Back in December, I wrote a blog entry called God Knows, and I wrote about how God always knows of our suffering, whether personal or global, even thousands of years before we experience it. In the same way, God never forgets. Genesis 3:15 is known as the protoevangelium, or “first Gospel promise,” which is where we find the first promise for a Saviour. Here, God said to Eve and the snake, “I will put enmity between you and the woman, and between your offspring and her offspring; he shall bruise your head, and you shall bruise his heel.” God did not forget this promise all those thousands of years before the birth and death of Christ, He did not forget when Tamar seduced her father-in-law Judah to lay with her because he was denying her right to have a husband, and God worked through their sin to birth Perez. God did not forget when the line of Perez led to the birth of Boaz, who married Ruth, who birthed Obed, “who fathered Jesse, and Jesse fathered David” (Ruth 4:22), which led to the birth of Jesus (see Matthew 1 for the genealogy of Jesus). God never forgot the promise He made to mankind! This promise was fulfilled on the cross, where Satan bruised His heel, and in His death and resurrection He bruised Satan’s head.
And now we wait for the resurrection to come at the second coming of Jesus. God has not forgotten this promise, and He never will. I want you to focus on the words I put in bold in the above passage in Luke: “Remember how He told you.” The women and the disciples all forgot that Jesus told them He would die and be resurrected on the third day. In Luke, He tells them this three times (9:21-22, 43b-45; 18:31-34), yet they all forgot what He had told them. It was because “they understood none of these things. This saying was hidden from them, and they did not grasp what was said” (18:34). Understanding what Jesus meant was far from them, yet when the women told the disciples, they didn’t believe until Peter literally ran to the tomb after being told the news and returned with the same testimony as the women (24:10-12).
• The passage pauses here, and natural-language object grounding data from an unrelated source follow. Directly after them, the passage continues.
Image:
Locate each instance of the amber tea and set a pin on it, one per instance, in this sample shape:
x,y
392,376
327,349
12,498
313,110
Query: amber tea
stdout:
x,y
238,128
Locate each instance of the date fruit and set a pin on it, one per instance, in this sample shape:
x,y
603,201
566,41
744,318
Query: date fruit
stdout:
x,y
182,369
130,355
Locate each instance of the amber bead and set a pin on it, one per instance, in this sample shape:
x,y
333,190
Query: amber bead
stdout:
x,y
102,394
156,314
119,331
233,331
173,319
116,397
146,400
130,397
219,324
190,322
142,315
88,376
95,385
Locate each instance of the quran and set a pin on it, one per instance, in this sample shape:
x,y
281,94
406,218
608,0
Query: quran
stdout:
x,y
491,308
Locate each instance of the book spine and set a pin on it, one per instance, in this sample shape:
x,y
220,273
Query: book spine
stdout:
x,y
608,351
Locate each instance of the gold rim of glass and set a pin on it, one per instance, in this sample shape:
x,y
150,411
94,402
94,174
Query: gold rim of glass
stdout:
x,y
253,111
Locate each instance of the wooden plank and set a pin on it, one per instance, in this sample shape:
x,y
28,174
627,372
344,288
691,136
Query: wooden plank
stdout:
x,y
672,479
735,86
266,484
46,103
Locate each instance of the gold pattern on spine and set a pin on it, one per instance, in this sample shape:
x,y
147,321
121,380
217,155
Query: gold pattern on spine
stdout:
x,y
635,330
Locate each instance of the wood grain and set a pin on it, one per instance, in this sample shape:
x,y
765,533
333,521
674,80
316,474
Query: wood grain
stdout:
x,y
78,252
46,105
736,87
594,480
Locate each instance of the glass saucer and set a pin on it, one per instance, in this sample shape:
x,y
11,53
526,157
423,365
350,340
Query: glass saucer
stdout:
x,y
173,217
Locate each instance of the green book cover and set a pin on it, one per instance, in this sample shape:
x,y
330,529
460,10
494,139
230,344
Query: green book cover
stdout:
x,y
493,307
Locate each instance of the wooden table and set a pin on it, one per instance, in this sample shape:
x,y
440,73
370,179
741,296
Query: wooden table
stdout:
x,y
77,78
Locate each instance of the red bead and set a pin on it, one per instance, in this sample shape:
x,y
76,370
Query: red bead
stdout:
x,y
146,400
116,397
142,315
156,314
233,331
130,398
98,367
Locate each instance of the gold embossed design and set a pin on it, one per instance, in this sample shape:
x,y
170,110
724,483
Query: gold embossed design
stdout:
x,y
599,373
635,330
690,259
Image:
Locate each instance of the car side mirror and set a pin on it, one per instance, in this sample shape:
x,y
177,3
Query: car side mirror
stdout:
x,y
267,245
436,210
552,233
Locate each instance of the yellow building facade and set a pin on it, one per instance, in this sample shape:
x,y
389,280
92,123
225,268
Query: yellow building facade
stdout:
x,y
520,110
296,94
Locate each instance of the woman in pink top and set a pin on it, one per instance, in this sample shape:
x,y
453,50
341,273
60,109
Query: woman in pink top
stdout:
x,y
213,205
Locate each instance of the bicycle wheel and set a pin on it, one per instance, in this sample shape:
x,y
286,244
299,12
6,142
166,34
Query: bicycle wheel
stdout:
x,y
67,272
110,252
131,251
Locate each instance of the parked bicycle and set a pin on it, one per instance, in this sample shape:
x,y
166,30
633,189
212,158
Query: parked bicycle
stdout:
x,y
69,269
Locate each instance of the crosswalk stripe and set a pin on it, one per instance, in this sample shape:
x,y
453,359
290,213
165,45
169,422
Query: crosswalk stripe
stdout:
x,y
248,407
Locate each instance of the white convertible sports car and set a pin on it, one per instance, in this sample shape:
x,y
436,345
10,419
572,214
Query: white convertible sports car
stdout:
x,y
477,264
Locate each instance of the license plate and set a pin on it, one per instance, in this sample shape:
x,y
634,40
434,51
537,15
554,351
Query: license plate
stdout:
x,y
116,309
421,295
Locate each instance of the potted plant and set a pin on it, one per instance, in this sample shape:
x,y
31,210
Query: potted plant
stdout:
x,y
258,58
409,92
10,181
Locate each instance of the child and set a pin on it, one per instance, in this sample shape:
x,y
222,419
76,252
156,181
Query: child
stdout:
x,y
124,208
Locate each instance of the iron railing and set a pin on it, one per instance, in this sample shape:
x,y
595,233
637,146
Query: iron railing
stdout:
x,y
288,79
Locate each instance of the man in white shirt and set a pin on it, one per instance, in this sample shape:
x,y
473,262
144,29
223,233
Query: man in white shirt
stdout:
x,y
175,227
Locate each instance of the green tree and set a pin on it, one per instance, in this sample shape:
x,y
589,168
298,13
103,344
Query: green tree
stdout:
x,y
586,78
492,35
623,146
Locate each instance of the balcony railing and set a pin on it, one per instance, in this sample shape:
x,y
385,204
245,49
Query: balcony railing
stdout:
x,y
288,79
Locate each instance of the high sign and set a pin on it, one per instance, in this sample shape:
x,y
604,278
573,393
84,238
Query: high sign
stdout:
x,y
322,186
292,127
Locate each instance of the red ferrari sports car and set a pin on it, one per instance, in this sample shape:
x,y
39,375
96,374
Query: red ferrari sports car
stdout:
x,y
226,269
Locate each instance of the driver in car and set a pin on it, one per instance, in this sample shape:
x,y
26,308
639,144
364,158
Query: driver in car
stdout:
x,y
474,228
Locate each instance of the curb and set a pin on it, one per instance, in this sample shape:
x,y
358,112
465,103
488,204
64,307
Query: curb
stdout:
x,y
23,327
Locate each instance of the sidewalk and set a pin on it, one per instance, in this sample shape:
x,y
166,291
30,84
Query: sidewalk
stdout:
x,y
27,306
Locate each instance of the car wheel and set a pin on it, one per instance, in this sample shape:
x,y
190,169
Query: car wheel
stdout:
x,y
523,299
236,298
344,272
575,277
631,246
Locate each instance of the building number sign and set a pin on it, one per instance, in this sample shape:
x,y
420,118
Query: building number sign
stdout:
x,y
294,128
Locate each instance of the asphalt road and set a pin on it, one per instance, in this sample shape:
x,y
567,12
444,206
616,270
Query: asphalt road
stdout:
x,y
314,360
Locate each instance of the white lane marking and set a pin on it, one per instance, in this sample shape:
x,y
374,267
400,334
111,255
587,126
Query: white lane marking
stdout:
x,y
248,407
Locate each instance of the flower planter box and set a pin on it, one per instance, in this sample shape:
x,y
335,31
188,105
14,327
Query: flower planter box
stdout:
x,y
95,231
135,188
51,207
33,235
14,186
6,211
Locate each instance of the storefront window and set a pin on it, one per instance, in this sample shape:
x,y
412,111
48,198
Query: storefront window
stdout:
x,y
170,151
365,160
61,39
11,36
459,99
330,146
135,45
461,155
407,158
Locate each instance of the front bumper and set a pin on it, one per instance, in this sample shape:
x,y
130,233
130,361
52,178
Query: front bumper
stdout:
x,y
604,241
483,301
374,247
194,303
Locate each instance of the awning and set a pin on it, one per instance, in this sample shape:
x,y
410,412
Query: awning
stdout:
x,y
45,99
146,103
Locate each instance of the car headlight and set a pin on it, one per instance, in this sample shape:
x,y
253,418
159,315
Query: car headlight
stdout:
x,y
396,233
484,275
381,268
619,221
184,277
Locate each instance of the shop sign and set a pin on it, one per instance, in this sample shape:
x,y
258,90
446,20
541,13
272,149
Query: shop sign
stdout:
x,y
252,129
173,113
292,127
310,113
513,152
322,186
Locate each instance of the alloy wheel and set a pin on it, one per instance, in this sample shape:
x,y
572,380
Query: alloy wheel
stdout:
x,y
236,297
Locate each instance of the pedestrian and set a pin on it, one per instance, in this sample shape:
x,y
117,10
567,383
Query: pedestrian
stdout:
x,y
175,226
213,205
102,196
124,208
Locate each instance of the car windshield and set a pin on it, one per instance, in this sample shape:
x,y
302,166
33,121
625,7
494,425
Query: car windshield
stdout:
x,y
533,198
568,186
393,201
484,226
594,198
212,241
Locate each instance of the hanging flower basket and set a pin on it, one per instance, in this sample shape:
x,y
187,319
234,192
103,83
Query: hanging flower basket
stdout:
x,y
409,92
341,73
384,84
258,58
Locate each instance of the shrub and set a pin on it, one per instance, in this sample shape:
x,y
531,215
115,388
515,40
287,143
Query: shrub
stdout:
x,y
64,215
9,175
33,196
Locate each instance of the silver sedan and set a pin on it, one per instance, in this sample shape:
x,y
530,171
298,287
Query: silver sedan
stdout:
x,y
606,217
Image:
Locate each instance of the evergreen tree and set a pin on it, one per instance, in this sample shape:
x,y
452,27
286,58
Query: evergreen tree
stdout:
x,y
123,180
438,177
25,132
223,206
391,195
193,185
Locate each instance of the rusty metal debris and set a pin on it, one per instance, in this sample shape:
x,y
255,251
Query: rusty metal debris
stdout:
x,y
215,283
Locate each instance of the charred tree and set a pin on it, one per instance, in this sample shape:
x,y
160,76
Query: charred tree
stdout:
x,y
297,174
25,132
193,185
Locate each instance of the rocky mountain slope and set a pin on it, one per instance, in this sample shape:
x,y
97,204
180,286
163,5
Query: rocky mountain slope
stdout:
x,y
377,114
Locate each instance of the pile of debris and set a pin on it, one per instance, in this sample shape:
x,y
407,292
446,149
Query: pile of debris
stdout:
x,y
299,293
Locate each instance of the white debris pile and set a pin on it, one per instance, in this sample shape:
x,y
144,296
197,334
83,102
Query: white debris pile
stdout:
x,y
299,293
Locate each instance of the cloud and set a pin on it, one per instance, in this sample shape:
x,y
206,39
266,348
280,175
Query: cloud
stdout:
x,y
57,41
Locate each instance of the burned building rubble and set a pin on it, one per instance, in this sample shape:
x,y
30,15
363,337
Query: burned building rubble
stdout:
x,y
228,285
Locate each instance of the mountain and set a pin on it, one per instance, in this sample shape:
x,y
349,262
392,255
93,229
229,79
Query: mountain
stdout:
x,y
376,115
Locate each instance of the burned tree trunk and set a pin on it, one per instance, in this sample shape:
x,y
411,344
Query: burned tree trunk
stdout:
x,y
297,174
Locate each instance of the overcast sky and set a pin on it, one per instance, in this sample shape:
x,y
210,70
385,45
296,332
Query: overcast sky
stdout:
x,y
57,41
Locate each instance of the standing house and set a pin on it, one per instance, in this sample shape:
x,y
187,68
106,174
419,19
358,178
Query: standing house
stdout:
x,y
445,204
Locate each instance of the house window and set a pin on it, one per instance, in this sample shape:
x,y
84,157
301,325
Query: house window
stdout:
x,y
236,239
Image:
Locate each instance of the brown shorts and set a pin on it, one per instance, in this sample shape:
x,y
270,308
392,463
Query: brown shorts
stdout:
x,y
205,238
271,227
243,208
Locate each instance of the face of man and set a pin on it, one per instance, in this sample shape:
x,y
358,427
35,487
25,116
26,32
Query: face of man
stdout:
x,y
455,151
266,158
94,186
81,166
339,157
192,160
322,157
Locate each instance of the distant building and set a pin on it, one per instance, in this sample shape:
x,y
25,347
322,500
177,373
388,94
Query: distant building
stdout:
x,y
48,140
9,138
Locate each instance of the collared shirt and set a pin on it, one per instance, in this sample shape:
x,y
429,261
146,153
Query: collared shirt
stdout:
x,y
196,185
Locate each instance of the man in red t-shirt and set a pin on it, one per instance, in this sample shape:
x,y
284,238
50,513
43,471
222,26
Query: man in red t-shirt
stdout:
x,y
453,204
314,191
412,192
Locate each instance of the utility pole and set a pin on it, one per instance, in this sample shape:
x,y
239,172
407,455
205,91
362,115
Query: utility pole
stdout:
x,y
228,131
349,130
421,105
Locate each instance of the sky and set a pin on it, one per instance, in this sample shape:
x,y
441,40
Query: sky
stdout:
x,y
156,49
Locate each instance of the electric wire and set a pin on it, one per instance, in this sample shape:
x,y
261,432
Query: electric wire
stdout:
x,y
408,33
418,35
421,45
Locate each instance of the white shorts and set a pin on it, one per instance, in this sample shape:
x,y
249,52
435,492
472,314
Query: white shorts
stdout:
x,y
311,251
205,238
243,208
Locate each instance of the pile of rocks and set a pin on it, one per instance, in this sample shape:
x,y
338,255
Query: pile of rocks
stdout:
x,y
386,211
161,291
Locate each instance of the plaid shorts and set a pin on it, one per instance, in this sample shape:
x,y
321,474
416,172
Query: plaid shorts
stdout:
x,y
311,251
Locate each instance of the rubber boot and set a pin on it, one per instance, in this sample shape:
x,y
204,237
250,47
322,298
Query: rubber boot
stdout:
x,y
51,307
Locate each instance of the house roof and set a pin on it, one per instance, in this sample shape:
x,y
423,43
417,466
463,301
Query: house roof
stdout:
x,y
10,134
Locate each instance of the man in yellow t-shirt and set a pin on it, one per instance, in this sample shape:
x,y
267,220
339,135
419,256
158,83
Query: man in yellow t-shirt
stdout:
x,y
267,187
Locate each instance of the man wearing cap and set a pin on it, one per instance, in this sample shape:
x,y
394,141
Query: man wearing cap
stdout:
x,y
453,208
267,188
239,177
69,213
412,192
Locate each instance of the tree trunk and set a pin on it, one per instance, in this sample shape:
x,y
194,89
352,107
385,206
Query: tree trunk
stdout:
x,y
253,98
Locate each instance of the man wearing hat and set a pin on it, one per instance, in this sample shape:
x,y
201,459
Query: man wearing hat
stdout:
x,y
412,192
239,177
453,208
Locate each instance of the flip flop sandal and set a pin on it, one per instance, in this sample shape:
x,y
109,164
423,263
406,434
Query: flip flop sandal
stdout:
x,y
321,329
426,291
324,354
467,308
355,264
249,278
Yet the women also forgot. They didn’t remember what Jesus said—and they didn’t understand what He said—until the angels told them. Suddenly, at its fulfilment, they understood what Jesus meant. In the same way, we don’t understand our future resurrection. When it occurs, suddenly it will become clear to us.
As we live our lives, doing the same daily things, it is easy to forget about the resurrection to come. We forget all the time, and we forget its enormous significance for both believers and unbelievers. Believers will be raised in a resurrection like His (Romans 6:5), and unbelievers will be judged to condemnation, and even those already dead will be resurrected for judgement. But until He returns, all living people have the opportunity to repent and start a relationship with Jesus, being reconciled to the Father. He invites us all to be baptised into His death, “in order that, just as Christ was raised from the dead by the glory of the Father, we too might walk in newness of life” (Romans 6:4).
God did not forget the first coming of His Son, and He will certainly not forget His second coming.